Vor allem der "freie Korridor" erwies sich aber als tödliche Falle für die Bewohner von Khojali: Armenische Soldaten nahmen die Flüchtlingskolonne unter Beschuss. Eriwan und Karabach-Armenier gaben später an, aserbaidschanische Soldaten, die sich unter die Flüchtlinge gemischt hätten, feuerten auf die Armenier; die Flüchtlinge seien zwischen die Fronten gekommen, hieß es auch, weil sich aserbaidschanische Einheiten von Agdam aus nach Khojali vorgekämpft hätten. Es entschuldigt schwerlich den Beschuss der Zivilisten, es erklärt auch nicht die Verstümmelungen, die an den Opfern begangen wurden. Die armenische Seite spricht bis heute von 160, die aserbaidschanische von 600 bis 800 Toten, darunter vielen Frauen und Kindern.

Die New York Times berichtete am 3. März 1992 über das Massaker im Kriegsgebiet:

"The Azerbaijani militia chief in Agdam, Rashid Mamedov, said: "The bodies are lying there like flocks of sheep. Even the fascists did nothing like this." Near Agdam on the outskirts of Nagorno-Karabakh, a Reuters photographer, Frederique Lengaigne, said she had seen two trucks filled with Azerbaijani bodies. "In the first one I counted 35, and it looked as though there were almost as many in the second," she said. "Some had their heads cut off, and many had been burned. They were all men, and a few had been wearing khaki uniforms."

Lengaigne, die französische Fotoreporterin, hat ihre Bilder aus dem Massakergebiet mittlerweile zu einer Dokumentation zusammengestellt, die international gezeigt wird. Die aserbaidschanische Führung ließ 1994 ihren damaligen Militärkommandeur Fahmin Hajiev zu einer lebenslangen Gefängnisstrafe verurteilen, weil er Khojali aufgegeben habe. Dem aserbaidschanischen Journalisten Eynulla Fatullayev wurde 2007 wegen eines Berichts über die Verantwortung aserbaidschanischer Soldaten beim Massaker in Khojali der Prozess gemacht. Hajivev wurde 2004 begnadigt, Fatullayev kam 2011 nach einer internationalen Kampagne aus dem Gefängnis.

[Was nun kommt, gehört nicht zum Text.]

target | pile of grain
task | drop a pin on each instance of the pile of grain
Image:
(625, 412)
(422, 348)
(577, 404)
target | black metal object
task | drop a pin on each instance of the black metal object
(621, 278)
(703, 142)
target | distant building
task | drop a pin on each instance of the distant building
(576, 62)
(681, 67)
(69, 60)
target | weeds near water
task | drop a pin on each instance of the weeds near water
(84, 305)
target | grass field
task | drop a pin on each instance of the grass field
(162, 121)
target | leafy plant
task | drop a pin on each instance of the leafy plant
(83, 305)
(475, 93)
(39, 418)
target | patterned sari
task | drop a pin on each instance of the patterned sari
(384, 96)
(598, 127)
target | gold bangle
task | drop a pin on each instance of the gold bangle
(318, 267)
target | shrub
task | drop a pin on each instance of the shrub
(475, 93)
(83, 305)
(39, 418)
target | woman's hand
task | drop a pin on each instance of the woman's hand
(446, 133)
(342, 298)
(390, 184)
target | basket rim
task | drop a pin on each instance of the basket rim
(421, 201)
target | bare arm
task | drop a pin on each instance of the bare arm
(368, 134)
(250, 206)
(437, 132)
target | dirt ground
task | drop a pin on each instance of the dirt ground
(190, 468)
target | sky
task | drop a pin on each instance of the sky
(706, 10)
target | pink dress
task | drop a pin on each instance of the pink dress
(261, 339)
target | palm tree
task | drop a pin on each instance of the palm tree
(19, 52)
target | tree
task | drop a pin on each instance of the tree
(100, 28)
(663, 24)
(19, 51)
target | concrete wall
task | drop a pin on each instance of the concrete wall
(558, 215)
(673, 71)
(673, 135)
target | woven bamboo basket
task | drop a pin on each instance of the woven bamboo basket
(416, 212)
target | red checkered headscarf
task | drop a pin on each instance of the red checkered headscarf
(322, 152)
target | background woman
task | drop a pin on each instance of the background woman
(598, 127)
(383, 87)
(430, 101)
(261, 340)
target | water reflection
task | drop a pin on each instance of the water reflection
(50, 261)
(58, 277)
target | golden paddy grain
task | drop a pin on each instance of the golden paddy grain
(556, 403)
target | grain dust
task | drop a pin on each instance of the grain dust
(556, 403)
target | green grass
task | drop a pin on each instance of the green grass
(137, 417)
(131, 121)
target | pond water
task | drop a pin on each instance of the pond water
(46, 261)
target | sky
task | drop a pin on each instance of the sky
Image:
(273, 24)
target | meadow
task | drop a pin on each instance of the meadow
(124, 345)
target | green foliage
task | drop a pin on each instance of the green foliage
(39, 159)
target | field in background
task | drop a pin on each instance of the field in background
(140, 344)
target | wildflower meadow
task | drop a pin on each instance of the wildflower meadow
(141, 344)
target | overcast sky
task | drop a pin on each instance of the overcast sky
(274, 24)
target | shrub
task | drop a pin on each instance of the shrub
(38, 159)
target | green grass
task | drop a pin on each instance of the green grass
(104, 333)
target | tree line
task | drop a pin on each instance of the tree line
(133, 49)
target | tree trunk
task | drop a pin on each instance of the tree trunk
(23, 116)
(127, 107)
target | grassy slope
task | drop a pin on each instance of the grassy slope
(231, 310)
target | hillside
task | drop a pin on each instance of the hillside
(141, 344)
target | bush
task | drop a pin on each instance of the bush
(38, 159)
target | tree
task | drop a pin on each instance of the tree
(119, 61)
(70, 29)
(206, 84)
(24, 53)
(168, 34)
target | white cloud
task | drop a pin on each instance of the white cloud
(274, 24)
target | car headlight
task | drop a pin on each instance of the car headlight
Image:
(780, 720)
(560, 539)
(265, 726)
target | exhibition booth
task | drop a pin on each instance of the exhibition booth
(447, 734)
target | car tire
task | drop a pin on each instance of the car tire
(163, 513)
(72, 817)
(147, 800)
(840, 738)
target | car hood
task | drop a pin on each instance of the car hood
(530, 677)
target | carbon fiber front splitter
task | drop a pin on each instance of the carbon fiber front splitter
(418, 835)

UPDATE 28.02.: Wegen rassistischer Slogans bei der Khojali-Kundgebung auf dem Taksim-Platz am Sonntag, 26.02., soll die Staatsanwaltschaft ermitteln. Das verlangten Mitglieder der Menschenrechtskommission im türkischen Parlament. Auf Plakaten stand u.a. als Drohung zu lesen: "Heute Taksim, morgen Eriwan".  Und in einer Abwandlung der Solidaritätsbekundungen nach dem Mord an Dink ("Wir sind alle Armenier"): "Ihr seid alle Armenier. Ihr seid alle Bastarde". Das französische Verfassungsgericht kippte das Genozid-Gesetz, es verstoße gegen das Recht auf freie Meinungsäußerung, hieß es in der Begründung. Das türkische Außenministerium äußerte sich zufrieden.